How the School Board Could Have Avoided Ladera Heights’ Charges

Ari L. NoonanEditor's Essays

School District officials and Hillary Clinton find themselves standing in the same red-hot bowl of racial soup this afternoon.

Escaping without being branded a dirty racist for seeming to act bigotedly may not be possible for either party.

Both parties have only themselves to blame.
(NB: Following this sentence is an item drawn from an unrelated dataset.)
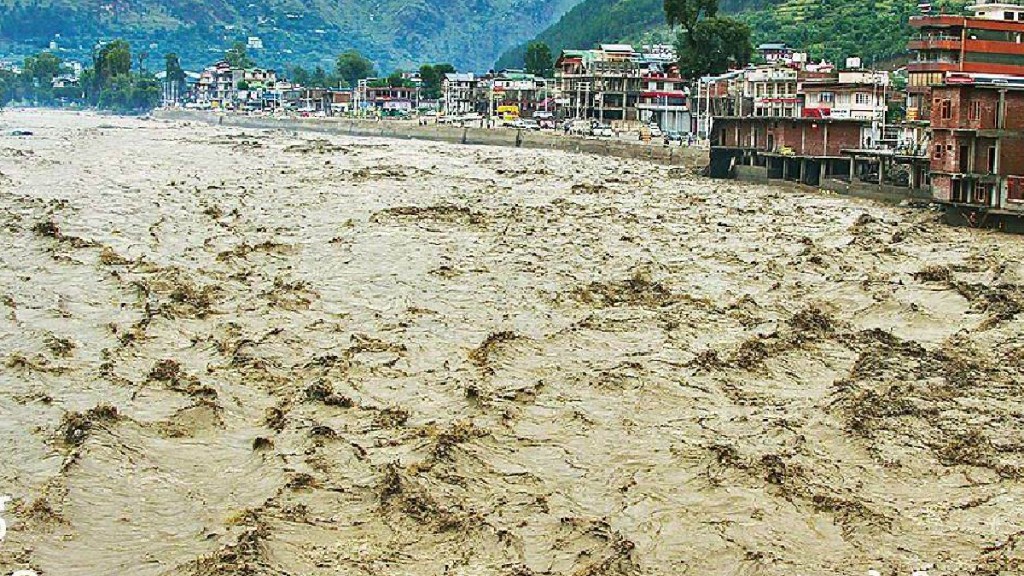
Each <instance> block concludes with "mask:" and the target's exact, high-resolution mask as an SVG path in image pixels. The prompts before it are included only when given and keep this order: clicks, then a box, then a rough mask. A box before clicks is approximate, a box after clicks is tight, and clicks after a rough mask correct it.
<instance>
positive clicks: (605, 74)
mask: <svg viewBox="0 0 1024 576" xmlns="http://www.w3.org/2000/svg"><path fill="white" fill-rule="evenodd" d="M660 59H662V58H660V56H658V55H654V56H653V57H652V58H644V56H643V54H641V53H639V52H637V51H636V50H634V49H633V46H630V45H629V44H601V46H600V47H599V48H597V49H593V50H563V51H562V53H561V54H560V55H559V57H558V61H556V63H555V81H556V84H557V89H558V92H559V93H560V94H562V97H563V98H564V100H563V101H564V104H565V110H566V115H567V116H569V117H572V118H594V119H598V120H600V121H602V122H604V121H635V120H637V119H638V117H639V114H638V111H637V104H638V102H639V101H640V93H641V92H642V91H643V87H644V74H645V73H648V72H651V71H654V70H659V69H660V66H662V63H660Z"/></svg>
Both spoke foolishly, insensitively and with whopping imprecision.

When you are sloppy in the arena of racial politics, deserving people usually get burnt.

Ladera Heights parents are desperate — I don’t believe that is hyperbolic — to rescue their upward-bound children from the downward-bound schools of the Inglewood District.


The Bugle Is Not Sounding Retreat

Just because the state rejected their attempt to transfer several hundred students into the far more reputable Culver City system, Ladera families are not giving up.

Their options are not evident, but their determination is.

These families have been denied and told no a few times because they are largely black and this part of the world is largely white.

They are absolutely not accustomed to failing in quests they deem critical.

Culver City — namely the School Board and its now-retired Superintendent — could have avoided being painted as racists or being racially insensitive.

All they needed to do was to act with the savvy of a clear-minded politician. Reach into a roomy satchel and pull out the building-block marked “Truth.”


Smacking into a Wall

Instead of candidly, honestly responding to Ladera Heights parents 2 1/2 years ago, they dithered. As the heat rose, they opened the Boob Hatch, hunkered down and tried, lamely, to sneak out of the room before anyone noticed.

After being historically mistreated by white people, how do you think normal, sensible black persons would respond?

Instead of being given a palatable, unclouded, verifiable explanation, he is urged “Trust us.”

You could have made a snap case for impeaching or dismissing all six of them — except that the hordes immediately provided them with cover.

Before the five School Board boobs and the Retired Superintendent — who authored the book Incurable Boobism and How to Live With It — could think up an even dumber answer than the one they gave, School District families poured out of their homes as news of the potential mass transfer spread with the speed and fear of an infectious disease. The angry families chanted something like, “We don’t want Ladera Heights students.”


Now We Don’t Have to Think

This gave the Six Boobs the convenient excuse they were seeking to curl into a group fetal position and practice group shoulder shrugging and group tongue-holding.

If only the Six Boobs had stepped out of character and flirted with the truth.

They could have said, “Our classrooms are too crowded. We would love to assist you, but it is physically impossible.”

Then they could have provided supporting data.

If such a claim is true, and conflicting stories still emerge, then the Ladera Heights case could have fairly been regarded as stillborn.


One Dose of Cowardice

Instead, the Six Bumbling Boobs, acting as if they were genetically disposed toward cowardice, began picking their ear with one hand and their nose with the other.

They closed their eyes, tried to remember how to pray, soon gave up, and admitted they were flatly stumped.

Result: Four decades after Culver City started shedding its reputation as a lily-white town where non-whites and sickness held identical status, the School Board and the Retired Superintendent dug through history until they could recover a “Rednecks and Proud of It” sign.


Who Knows? Does Anyone?

It may be there is an invulnerably legitimate reason for Culver City to turn away such a mass transfer.

But the cowards never articulated it, as far as I can determine.

Instead, they are now stuck with a sullied communal image while critics claim “If the students had been from Beverly Hills instead of Ladera Heights, the transfer would have gone through.”